February 03, 2015 10:18 AM

There is a new term coming into use with worrying regularity.  Local authorities, finding it politically difficult to raise council taxes, are increasingly turning to either increasing service charges or seeking to impose backdoor taxation as a “levy”.

In my hometown of Dover there are regular calls for a levy to be imposed on every vehicle and passenger passing through the port.  This would be in addition to existing port dues and the central government imposed HGV levy (not quite the same thing).  Basically, the port as a profitable enterprise is seen as a source of additional income for councils – to be “milked”.  I wonder, should things go wrong and the port ever make a loss, if they would be prepared to reciprocate? – I doubt it.

News has recently come from the city of Oxford that not one but two arbitrary levies are being proposed.  The first is a £1 charge on every hotel bed in the city.  Hoteliers fear for the wellbeing of Oxford’s tourism.  The second is to follow Nottingham’s example and impose a levy on workplace parking spaces – referred to by some as a “tax on going to work”.

This trend needs watching, lest our councils turn into latter-day Sheriffs of Nottingham.

In Canterbury, there is a slightly different situation (part 2).  City councillors and some traders (mainly small independent ones) have clashed over the city’s Business Improvement District (BID).  The Canterbury Independent Traders’ Alliance (CITA) claim the changes the BID had made in the months since being created were “superficial” and had “not increased footfall in the city centre”.  The BID say they will do more and need to be given a chance.  They also say the scheme was set up after a democratic vote of traders and those who object must accept democracy and pay up.  The BID in Canterbury charges businesses in the city centre an additional 1.5 per cent business rate (worth a total of about £500,000 a year) in exchange for a range of services to make the area more attractive, such as floral displays and extra street cleaning.  The most visible of these so far have been the city’s Christmas lights, cancelled in 2013 due to a lack of funding but brought back in 2014 thanks to BID money.  But some traders, in side streets left with sparse or no lights, are unhappy and regard it as simply another tax on businesses. A number of traders have, however, spoken in favour of BID.

The Canterbury scheme requires payment up front with little opportunity to pay by instalment. The mandatory payment was introduced in October following a vote among traders. After a two-year consultation the turnout was 54 per cent (of 704 eligible) out of which 64 per cent voted in favour, a minority of the overall total.  CITA claim that many non-voters didn’t want to know, not realising the levy would be mandatory on all.  Matters came to a head in January when 50 non-payers were issued with court summonses, which means feelings are running high.  According to independent trader Debbie Barwick of CITA, interviewed by myself for this article, they intend to push for staggered payments, but a hard core of 4 are refusing to pay and prepared to go to court.

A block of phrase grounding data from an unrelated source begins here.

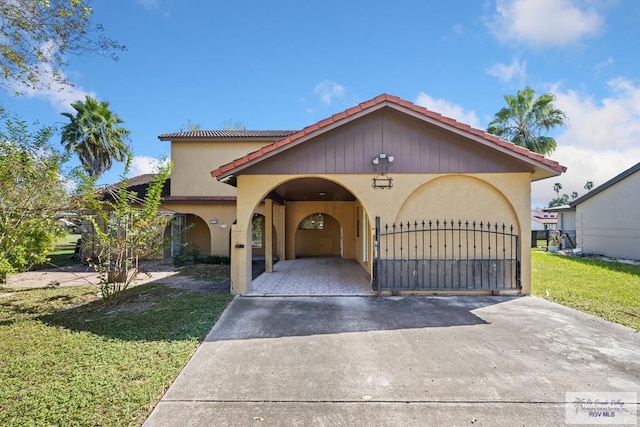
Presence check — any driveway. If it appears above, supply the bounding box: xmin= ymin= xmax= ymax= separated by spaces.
xmin=144 ymin=296 xmax=640 ymax=426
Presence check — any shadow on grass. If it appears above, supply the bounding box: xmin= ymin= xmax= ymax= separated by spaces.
xmin=553 ymin=254 xmax=640 ymax=277
xmin=38 ymin=283 xmax=233 ymax=342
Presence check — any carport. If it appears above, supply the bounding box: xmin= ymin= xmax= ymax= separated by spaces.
xmin=211 ymin=94 xmax=566 ymax=295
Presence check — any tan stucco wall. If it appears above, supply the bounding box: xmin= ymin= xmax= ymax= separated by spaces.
xmin=231 ymin=172 xmax=532 ymax=295
xmin=160 ymin=202 xmax=236 ymax=257
xmin=170 ymin=141 xmax=270 ymax=197
xmin=295 ymin=214 xmax=342 ymax=257
xmin=184 ymin=214 xmax=211 ymax=255
xmin=284 ymin=201 xmax=357 ymax=260
xmin=576 ymin=171 xmax=640 ymax=260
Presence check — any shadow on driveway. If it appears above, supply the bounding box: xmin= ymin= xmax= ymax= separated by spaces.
xmin=207 ymin=295 xmax=518 ymax=341
xmin=145 ymin=295 xmax=640 ymax=427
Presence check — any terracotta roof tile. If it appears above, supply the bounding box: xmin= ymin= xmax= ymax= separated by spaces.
xmin=211 ymin=93 xmax=567 ymax=178
xmin=162 ymin=195 xmax=236 ymax=202
xmin=158 ymin=130 xmax=297 ymax=141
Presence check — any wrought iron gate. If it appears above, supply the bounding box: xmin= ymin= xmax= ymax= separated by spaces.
xmin=374 ymin=217 xmax=520 ymax=295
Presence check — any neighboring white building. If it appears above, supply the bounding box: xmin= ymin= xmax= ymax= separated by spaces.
xmin=531 ymin=209 xmax=557 ymax=231
xmin=547 ymin=162 xmax=640 ymax=260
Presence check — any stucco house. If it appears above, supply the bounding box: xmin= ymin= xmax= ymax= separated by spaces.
xmin=547 ymin=162 xmax=640 ymax=260
xmin=159 ymin=94 xmax=565 ymax=295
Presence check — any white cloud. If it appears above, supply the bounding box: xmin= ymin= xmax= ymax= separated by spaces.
xmin=553 ymin=77 xmax=640 ymax=150
xmin=486 ymin=57 xmax=527 ymax=83
xmin=452 ymin=24 xmax=465 ymax=35
xmin=10 ymin=62 xmax=93 ymax=112
xmin=488 ymin=0 xmax=604 ymax=46
xmin=594 ymin=57 xmax=614 ymax=74
xmin=135 ymin=0 xmax=160 ymax=10
xmin=314 ymin=80 xmax=345 ymax=105
xmin=129 ymin=156 xmax=170 ymax=176
xmin=531 ymin=78 xmax=640 ymax=207
xmin=414 ymin=92 xmax=481 ymax=128
xmin=531 ymin=146 xmax=640 ymax=208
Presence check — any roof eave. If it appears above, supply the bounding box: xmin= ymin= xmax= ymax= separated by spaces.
xmin=212 ymin=95 xmax=567 ymax=180
xmin=570 ymin=161 xmax=640 ymax=207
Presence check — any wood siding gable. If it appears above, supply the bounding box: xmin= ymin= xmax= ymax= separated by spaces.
xmin=240 ymin=108 xmax=532 ymax=176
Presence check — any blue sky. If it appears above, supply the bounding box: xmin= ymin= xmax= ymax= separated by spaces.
xmin=2 ymin=0 xmax=639 ymax=207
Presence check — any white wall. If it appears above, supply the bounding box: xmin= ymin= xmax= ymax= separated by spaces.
xmin=576 ymin=170 xmax=640 ymax=260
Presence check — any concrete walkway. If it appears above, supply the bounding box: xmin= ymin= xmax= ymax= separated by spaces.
xmin=247 ymin=257 xmax=372 ymax=296
xmin=144 ymin=295 xmax=640 ymax=426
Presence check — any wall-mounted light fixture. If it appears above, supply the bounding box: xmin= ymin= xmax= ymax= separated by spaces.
xmin=372 ymin=153 xmax=394 ymax=189
xmin=372 ymin=153 xmax=394 ymax=166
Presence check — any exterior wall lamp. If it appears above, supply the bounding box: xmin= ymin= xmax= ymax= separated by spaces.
xmin=372 ymin=153 xmax=394 ymax=189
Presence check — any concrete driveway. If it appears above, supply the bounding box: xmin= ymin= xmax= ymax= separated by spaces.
xmin=144 ymin=296 xmax=640 ymax=426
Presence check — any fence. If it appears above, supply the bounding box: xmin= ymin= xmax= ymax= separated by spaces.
xmin=374 ymin=217 xmax=520 ymax=294
xmin=530 ymin=229 xmax=576 ymax=250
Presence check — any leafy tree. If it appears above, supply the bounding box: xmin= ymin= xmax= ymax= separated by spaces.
xmin=548 ymin=194 xmax=570 ymax=208
xmin=80 ymin=156 xmax=173 ymax=302
xmin=0 ymin=111 xmax=68 ymax=282
xmin=487 ymin=87 xmax=566 ymax=155
xmin=221 ymin=119 xmax=246 ymax=130
xmin=571 ymin=191 xmax=578 ymax=200
xmin=61 ymin=96 xmax=131 ymax=178
xmin=0 ymin=0 xmax=125 ymax=93
xmin=584 ymin=180 xmax=594 ymax=191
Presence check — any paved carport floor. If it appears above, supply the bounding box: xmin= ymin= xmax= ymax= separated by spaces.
xmin=144 ymin=296 xmax=640 ymax=426
xmin=247 ymin=257 xmax=372 ymax=296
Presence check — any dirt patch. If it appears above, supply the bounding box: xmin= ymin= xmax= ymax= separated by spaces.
xmin=4 ymin=260 xmax=230 ymax=294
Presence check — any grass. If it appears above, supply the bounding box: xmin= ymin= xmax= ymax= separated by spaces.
xmin=178 ymin=263 xmax=230 ymax=282
xmin=532 ymin=250 xmax=640 ymax=330
xmin=31 ymin=233 xmax=82 ymax=270
xmin=0 ymin=283 xmax=233 ymax=427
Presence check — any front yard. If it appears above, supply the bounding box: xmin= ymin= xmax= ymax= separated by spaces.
xmin=1 ymin=251 xmax=638 ymax=426
xmin=532 ymin=250 xmax=640 ymax=330
xmin=0 ymin=283 xmax=232 ymax=427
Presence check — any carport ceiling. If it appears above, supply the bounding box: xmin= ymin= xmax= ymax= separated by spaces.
xmin=267 ymin=178 xmax=356 ymax=202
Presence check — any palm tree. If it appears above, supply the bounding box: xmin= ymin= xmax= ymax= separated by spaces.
xmin=553 ymin=182 xmax=562 ymax=197
xmin=61 ymin=96 xmax=131 ymax=178
xmin=487 ymin=87 xmax=566 ymax=155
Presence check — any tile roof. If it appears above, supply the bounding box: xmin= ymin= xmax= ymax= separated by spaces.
xmin=158 ymin=130 xmax=297 ymax=141
xmin=210 ymin=93 xmax=567 ymax=179
xmin=162 ymin=195 xmax=237 ymax=202
xmin=99 ymin=174 xmax=160 ymax=193
xmin=99 ymin=174 xmax=169 ymax=201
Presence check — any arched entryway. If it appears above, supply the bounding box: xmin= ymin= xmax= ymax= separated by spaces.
xmin=245 ymin=177 xmax=372 ymax=295
xmin=164 ymin=213 xmax=211 ymax=259
xmin=295 ymin=212 xmax=342 ymax=258
xmin=250 ymin=213 xmax=278 ymax=259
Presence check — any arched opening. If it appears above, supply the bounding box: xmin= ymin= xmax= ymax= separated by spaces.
xmin=241 ymin=177 xmax=372 ymax=295
xmin=295 ymin=212 xmax=342 ymax=257
xmin=164 ymin=213 xmax=211 ymax=259
xmin=251 ymin=213 xmax=278 ymax=259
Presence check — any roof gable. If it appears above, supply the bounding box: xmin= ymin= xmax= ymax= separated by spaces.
xmin=571 ymin=162 xmax=640 ymax=207
xmin=211 ymin=94 xmax=566 ymax=181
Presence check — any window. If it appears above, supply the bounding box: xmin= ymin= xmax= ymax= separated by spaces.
xmin=298 ymin=213 xmax=324 ymax=230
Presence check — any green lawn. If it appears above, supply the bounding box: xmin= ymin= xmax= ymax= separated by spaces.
xmin=31 ymin=233 xmax=82 ymax=270
xmin=532 ymin=250 xmax=640 ymax=330
xmin=0 ymin=283 xmax=233 ymax=427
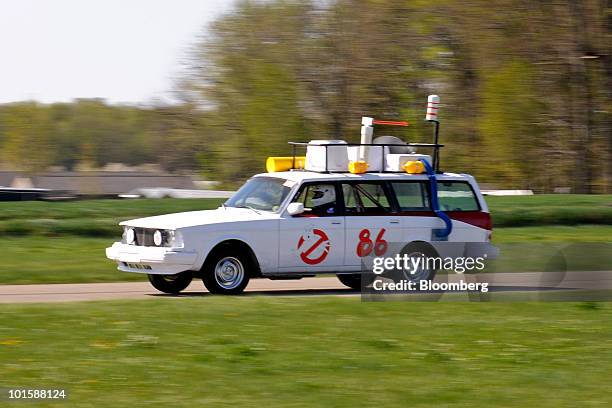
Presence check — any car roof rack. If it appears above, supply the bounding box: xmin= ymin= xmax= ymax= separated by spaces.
xmin=284 ymin=95 xmax=444 ymax=174
xmin=287 ymin=141 xmax=444 ymax=174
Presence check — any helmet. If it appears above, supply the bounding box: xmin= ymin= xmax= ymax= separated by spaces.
xmin=311 ymin=185 xmax=335 ymax=207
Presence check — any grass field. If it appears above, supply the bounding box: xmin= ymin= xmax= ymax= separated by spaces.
xmin=1 ymin=195 xmax=612 ymax=284
xmin=1 ymin=198 xmax=610 ymax=407
xmin=0 ymin=198 xmax=226 ymax=221
xmin=0 ymin=298 xmax=610 ymax=407
xmin=485 ymin=194 xmax=612 ymax=227
xmin=0 ymin=198 xmax=225 ymax=237
xmin=0 ymin=195 xmax=610 ymax=238
xmin=1 ymin=237 xmax=143 ymax=284
xmin=2 ymin=226 xmax=612 ymax=284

The BID scheme runs for 5 years, when there will be another vote.  Their Chief Executive and 2 staff take £100,000 a year (about 20 per cent) in wages.  They promise to spend on four core areas of improvement: promoting Canterbury as a “brand” through targeted marketing and investing in events and festivals; making the city a “superb destination” removing graffiti and providing uniformed ambassadors to greet visitors; promoting as a centre for business; setting up working groups to provide a collective voice between businesses and other bodies.

There are BID schemes working in other cities, most successfully – though there are other groups against them.  If businesses want to voluntarily chip in to improve the looks of their places, that’s great, and nobody’s business but theirs.  When it becomes new taxation – mandatory on everyone, with people being taken to court, it’s another matter.  We need to proceed with caution.